MostTargets <- ddply(subset(wrDat, year == 2012), ~Team, MostTgts)
printTable(MostTargets)
Team MostTgts
ARI Larry Fitzgerald
ATL Roddy White
BAL Anquan Boldin
BUF Stevie Johnson
CAR Steve Smith
CHI Brandon Marshall
CIN A.J. Green
CLE Josh Gordon
DAL Dez Bryant
DEN Demaryius Thomas
DET Calvin Johnson
GNB Randall Cobb
HOU Andre Johnson
IND Reggie Wayne
JAC Justin Blackmon
KAN Dwayne Bowe
MIA Brian Hartline
MIN Percy Harvin
NOR Marques Colston
NWE Wes Welker
NYG Victor Cruz
NYJ Jeremy Kerley
OAK Denarius Moore
PHI Jeremy Maclin
PIT Mike Wallace
SDG Malcom Floyd
SEA Sidney Rice
SFO Michael Crabtree
STL Danny Amendola
TAM Vincent Jackson
TEN Kendall Wright
WAS Joshua Morgan

While some of the names on this list are obvious (Calvin Johnson & AJ Green), if I hadlooked at this prior to this year's draf,t I might have had an opportunity to make some late round value picks (Justin Blackmon, Brian Hartline, Kendall Wright & Jeremy Kerley).

Are teams that spread the ball around more successful?

Aaron Rodgers, Drew Brees and Peyton Manning are notorious for spreading the ball around. One week, Jordy Nelson could be Rodger's favorite target and the next it's all about Randall Cobb. Is there anything interesting about the distribution of receiving touchdowns on an NFL Team?

ggplot(wrDat, aes(x = Team, y = Rec.TD, fill = Team)) + geom_boxplot(alpha = 0.4) + 
    theme(legend.position = "none")

plot of chunk unnamed-chunk-6

I like this graph because you can learn a lot from it. You can see what teams score a lot of passing touch and also the distribution of passing touchdowns among receivers on that team. You can see the obvious affect that Rodgers and Brees have on their receivers but you can also see a possible reason why Miami, Kansas City and Cleveland have been struggling over the past year.

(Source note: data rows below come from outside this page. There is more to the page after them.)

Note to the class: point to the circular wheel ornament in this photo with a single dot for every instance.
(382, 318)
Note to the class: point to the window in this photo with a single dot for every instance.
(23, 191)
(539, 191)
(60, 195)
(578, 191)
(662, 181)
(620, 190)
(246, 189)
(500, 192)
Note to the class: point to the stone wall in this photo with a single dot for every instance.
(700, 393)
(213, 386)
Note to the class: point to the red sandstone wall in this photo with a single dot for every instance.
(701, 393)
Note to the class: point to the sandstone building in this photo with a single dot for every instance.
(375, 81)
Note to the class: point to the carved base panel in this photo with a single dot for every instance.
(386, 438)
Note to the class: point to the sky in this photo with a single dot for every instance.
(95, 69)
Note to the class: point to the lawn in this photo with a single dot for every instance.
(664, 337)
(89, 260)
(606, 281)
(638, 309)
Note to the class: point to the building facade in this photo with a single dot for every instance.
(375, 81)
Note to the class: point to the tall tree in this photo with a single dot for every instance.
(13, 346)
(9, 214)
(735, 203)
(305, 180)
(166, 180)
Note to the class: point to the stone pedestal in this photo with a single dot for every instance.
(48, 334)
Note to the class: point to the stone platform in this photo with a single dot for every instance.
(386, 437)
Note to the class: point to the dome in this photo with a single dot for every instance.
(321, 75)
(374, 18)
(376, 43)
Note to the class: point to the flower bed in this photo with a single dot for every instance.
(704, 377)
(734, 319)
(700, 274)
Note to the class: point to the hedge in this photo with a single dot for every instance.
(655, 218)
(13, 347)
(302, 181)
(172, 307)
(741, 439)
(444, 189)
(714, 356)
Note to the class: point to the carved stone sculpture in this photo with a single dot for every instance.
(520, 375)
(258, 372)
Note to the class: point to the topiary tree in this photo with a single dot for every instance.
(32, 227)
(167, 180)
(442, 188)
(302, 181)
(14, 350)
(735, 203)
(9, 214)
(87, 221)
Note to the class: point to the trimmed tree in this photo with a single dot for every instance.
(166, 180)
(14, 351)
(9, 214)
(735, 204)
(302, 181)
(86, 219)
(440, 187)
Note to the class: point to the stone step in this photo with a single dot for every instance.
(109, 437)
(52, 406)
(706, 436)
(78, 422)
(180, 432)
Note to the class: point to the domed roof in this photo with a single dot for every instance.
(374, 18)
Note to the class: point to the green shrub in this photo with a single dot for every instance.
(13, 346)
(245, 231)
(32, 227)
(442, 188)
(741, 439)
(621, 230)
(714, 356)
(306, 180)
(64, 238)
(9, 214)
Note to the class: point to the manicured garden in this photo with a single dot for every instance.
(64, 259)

Maybe these teams actual throw quite a bit but prefer to run ball once they get into the end zone. It might be better to look at the same plot in terms of receiving yardage but this time use a violin plot.

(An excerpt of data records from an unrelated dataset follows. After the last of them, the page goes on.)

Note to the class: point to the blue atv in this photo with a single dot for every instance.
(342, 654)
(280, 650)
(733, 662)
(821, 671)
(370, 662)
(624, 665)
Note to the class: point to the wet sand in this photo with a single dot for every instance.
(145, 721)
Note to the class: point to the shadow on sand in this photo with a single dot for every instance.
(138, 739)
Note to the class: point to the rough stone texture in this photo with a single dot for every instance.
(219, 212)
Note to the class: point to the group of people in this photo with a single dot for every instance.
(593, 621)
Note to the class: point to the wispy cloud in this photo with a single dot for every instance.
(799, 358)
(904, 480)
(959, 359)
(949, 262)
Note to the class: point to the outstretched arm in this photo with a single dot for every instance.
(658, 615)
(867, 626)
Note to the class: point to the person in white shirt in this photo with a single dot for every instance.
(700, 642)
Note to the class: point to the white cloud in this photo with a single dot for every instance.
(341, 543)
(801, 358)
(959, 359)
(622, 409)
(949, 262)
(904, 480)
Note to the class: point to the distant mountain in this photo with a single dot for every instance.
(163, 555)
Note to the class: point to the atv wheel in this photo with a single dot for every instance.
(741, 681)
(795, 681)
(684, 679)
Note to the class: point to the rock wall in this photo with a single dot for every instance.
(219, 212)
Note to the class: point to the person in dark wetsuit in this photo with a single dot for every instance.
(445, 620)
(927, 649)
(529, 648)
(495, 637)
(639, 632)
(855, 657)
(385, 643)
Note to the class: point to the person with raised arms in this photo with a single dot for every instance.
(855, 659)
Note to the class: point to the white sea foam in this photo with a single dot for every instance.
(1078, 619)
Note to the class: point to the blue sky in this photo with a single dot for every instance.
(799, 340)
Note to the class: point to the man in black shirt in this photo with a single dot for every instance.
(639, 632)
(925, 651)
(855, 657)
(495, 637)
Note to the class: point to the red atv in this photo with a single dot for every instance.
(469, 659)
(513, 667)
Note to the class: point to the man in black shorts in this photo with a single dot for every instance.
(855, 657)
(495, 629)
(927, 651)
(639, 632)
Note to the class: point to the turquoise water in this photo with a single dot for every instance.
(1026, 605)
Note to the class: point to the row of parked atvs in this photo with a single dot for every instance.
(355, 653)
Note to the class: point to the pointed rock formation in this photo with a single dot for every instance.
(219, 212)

ggplot(wrDat, aes(x = Team, y = Rec.Yds, fill = Team)) + geom_violin(alpha = 0.4) + 
    theme(legend.position = "none")

plot of chunk unnamed-chunk-7

Hmm..St Louis is interesting. Perhaps that led to their decision to draft Tavon Austin in the first round?

TotalTD <- ddply(wrDat, ~Team, summarize, Rec_TDs = sum(Rec.TD))

ggplot(TotalTD, aes(x = Team, y = Rec_TDs, fill = Team)) + geom_bar(stat = "identity") + 
    theme(legend.position = "none")

plot of chunk unnamed-chunk-8


TotalYD <- ddply(wrDat, ~Team, summarize, Rec_YDs = sum(Rec.Yds))
ggplot(TotalYD, aes(x = Team, y = Rec_YDs, fill = Team)) + geom_bar(stat = "identity") + 
    theme(legend.position = "none")

plot of chunk unnamed-chunk-8

Note: I plan on putting these graphs in descending order later on

Lastly, let's quickly examine the relationship between year and number of receiving first downs with a stripplot.

ggplot(wrDat, aes(x = year, y = Rec.1stD, color = Team)) + geom_jitter()

plot of chunk unnamed-chunk-9

This one is still a work in progress. I would like to overlay the mean receiving 1st Downs by year and then compare it against 1st Downs by running backs.

So far, we have simply been analyzing teams based on their receiving stats. However, this is bias because tight ends are having an increased effect on the receiving game. We are simply not accounting for the impact of players like Rob Gronkowski, Jimmy Graham and Tony Gonzalez. For teams like, New England it drastically affects how the two above bar graphs look. This is definitely something to come back to at a later time in addition to analyzing the impact of the other key positions.